Why & how to use frequency
lists to learn words
Tom CObb
(cobb.tom at uqam.ca)
Frequency-based wordlists can
help you expand your English vocabulary by telling you
which words you should try to learn. These lists
contain the words that are very common in English, but
that you are unlikely to discover in a random or natural
manner. Learning your L1 (first language), you had lots
of time at your disposal, to discover all of the common
words of your language and to learn them without trying.
But in a second language there is simply not enough
time for this to occur. Why? Because many common words
and phrases are nonetheless not all that common, occuring
only a few times per million words of natural text.

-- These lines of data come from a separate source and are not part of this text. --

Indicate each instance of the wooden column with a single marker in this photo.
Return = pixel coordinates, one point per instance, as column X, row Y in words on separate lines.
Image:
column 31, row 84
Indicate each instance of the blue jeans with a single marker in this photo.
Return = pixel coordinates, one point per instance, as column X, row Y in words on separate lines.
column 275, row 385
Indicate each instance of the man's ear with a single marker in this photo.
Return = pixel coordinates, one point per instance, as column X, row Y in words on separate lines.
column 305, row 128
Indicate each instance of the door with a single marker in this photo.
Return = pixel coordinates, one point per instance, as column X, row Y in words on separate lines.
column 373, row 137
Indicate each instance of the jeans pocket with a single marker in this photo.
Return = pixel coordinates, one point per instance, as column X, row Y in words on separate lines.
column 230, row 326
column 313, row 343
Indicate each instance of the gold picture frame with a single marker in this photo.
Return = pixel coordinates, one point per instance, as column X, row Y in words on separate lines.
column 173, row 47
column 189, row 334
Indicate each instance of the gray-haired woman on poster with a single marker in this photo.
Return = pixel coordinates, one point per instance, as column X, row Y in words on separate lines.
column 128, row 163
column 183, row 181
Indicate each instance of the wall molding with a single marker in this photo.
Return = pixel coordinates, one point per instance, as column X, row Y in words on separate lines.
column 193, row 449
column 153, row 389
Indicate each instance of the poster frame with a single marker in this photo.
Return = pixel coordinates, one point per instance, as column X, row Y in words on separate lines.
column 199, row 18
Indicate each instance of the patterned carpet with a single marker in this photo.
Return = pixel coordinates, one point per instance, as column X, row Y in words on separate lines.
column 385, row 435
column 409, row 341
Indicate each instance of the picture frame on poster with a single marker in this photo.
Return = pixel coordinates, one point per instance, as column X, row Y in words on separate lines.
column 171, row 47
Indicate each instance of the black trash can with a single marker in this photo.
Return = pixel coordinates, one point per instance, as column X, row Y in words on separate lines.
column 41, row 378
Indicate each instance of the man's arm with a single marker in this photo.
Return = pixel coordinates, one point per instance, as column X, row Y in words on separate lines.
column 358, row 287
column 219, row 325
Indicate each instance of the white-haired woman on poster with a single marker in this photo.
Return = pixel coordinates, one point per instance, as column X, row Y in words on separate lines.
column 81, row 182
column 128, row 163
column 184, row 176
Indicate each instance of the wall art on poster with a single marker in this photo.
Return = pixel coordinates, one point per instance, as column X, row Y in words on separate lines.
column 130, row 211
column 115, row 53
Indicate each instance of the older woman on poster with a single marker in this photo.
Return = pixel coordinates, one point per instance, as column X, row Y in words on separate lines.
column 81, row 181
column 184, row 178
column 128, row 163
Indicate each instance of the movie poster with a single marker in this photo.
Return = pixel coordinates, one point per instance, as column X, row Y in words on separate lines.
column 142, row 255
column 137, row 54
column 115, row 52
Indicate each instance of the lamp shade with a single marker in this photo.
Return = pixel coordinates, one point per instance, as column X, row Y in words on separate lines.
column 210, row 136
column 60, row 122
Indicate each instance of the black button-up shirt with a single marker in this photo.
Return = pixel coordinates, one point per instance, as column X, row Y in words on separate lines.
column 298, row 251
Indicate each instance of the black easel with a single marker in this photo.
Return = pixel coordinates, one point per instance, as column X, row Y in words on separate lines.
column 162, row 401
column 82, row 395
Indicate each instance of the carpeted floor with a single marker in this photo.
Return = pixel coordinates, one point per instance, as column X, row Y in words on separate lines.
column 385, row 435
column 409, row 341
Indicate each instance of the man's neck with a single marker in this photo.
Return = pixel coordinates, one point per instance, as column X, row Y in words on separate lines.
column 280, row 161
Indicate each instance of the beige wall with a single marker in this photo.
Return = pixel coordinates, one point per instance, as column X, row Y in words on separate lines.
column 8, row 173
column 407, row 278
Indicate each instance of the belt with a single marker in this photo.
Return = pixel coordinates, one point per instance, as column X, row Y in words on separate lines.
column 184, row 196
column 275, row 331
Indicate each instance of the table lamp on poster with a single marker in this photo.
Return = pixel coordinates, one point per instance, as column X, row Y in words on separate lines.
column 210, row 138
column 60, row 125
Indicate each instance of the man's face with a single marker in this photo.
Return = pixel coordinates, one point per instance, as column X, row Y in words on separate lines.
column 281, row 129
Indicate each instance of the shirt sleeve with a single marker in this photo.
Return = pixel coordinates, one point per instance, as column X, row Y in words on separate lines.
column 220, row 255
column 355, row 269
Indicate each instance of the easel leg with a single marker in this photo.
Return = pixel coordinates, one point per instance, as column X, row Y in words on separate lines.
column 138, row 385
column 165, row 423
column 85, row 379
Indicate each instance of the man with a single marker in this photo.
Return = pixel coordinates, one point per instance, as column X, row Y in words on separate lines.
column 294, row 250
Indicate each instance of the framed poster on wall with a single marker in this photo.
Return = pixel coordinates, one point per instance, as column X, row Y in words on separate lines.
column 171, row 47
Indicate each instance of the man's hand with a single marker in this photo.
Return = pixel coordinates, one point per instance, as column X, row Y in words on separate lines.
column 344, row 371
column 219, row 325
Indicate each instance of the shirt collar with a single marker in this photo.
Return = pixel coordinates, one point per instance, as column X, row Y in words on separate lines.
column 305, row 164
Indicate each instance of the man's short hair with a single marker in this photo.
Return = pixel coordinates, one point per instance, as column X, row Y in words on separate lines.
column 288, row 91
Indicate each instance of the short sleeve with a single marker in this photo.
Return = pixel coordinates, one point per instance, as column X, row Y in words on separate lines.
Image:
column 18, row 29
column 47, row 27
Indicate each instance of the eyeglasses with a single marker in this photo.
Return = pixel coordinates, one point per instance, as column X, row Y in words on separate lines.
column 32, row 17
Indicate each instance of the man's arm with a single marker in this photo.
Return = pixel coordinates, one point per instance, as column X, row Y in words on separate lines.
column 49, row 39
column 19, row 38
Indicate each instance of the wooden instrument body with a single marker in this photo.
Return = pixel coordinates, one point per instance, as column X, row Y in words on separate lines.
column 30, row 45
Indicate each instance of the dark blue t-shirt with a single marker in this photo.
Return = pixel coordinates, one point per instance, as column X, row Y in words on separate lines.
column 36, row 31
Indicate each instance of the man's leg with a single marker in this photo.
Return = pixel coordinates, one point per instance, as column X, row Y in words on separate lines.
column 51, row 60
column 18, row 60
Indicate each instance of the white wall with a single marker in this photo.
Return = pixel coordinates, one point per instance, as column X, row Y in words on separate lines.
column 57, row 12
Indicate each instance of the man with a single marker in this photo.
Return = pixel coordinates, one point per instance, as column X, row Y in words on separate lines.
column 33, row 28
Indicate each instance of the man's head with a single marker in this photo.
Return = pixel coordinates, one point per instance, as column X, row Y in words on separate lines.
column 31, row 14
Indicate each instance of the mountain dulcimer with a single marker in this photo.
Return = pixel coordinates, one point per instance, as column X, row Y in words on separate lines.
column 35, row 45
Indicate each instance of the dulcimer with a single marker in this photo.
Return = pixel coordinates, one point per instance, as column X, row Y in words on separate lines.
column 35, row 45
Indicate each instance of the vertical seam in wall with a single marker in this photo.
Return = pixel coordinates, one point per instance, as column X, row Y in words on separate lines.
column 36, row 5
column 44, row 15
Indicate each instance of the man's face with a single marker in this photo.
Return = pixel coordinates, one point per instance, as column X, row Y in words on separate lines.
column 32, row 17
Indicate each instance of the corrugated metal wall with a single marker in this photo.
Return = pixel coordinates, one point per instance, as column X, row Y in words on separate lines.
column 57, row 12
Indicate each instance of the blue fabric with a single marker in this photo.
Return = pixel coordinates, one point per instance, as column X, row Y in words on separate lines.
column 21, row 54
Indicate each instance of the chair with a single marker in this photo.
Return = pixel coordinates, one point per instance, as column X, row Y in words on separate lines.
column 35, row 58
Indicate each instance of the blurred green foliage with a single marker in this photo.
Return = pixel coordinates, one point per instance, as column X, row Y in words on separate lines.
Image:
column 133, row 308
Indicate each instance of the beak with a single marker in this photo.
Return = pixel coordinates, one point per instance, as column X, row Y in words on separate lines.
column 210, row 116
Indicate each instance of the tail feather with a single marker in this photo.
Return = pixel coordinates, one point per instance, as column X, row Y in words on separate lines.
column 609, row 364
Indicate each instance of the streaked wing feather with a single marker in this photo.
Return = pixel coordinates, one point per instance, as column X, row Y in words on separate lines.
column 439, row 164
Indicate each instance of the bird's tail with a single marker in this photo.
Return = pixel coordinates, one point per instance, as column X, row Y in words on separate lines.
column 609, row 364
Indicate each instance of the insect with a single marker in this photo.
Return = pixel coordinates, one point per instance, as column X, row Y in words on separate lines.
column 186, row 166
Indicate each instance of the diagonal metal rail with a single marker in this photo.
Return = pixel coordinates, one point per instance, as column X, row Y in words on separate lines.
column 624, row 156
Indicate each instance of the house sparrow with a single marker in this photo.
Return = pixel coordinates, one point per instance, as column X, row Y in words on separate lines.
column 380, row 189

How many million words of English are you likely to
read this year? Moreover, several encounters with each
word (probably about ten) are needed for stable learning
to occur.
Why would you want to know all or most of the highest
frequency words of English? For the simple reason that
English, like any other language, has the habit of recycling
a relatively small number of words over and over again,
and if you know these words then your reading power
can be enhanced dramatically for a relatively modest
learning investment.
With a random or 'discovery' approach to lexical growth,
you will learn many words that are rare and relatively
useless for you, yet you will fail to notice the words
that recur often enough to repay the effort of learning.
The word lists presented on this website are the result
of more than 50 years work and are based on large scale
computational analysis of English text and speech corpora.
They are intended to deliver the main words of English
to you in a shortened time frame, and deliver along
with them enough contextual and definitional information
to get solid learning underway.
|
Different words |
Percent
of word tokens in average text |
| 86,741 |
100
% |
| 43,831 |
99.0 |
|
6,000 |
89.9 |
|
5,000 |
88.6 |
|
4,000 |
86.7 |
|
3,000 |
84 |
|
2,000 |
79.7 |
| 1,000 |
72.0 |
|
10 |
23.7 |
Table 1
How small a number of words are these 'main words'
that are recycled over and over in Enlgish (or any other
language)? Suppose your goal is to read academic English
texts with good comprehension, and to use reading as
a way to expand your vocabulary still further. In that
case, your first goal should be to make sure you know
the 2000 most frequent word families of English (headwords
and their main inflections and derivations), because
these words make up roughly 80% of the individual words
(word tokens) in any English text. This can be seen
in the table on the left, which shows data from the
Brown corpus, (which can be accessed from this site),
as cited in Nation (1990) p.17, and Nation (2001) p.
15.
Table 1 shows us that in English just a few word types
account for most of the word tokens in any text. Ten
words account for 23.7 % of the ink on any page (repeated
words like "the" and "of"). Just
1000 word families account for more than 70% of the
words or ink, and 2000 account for about 80%. So you
need to find out what these 2000 word families are and
be sure you know them.
You could, of course, wait and meet these words "naturally"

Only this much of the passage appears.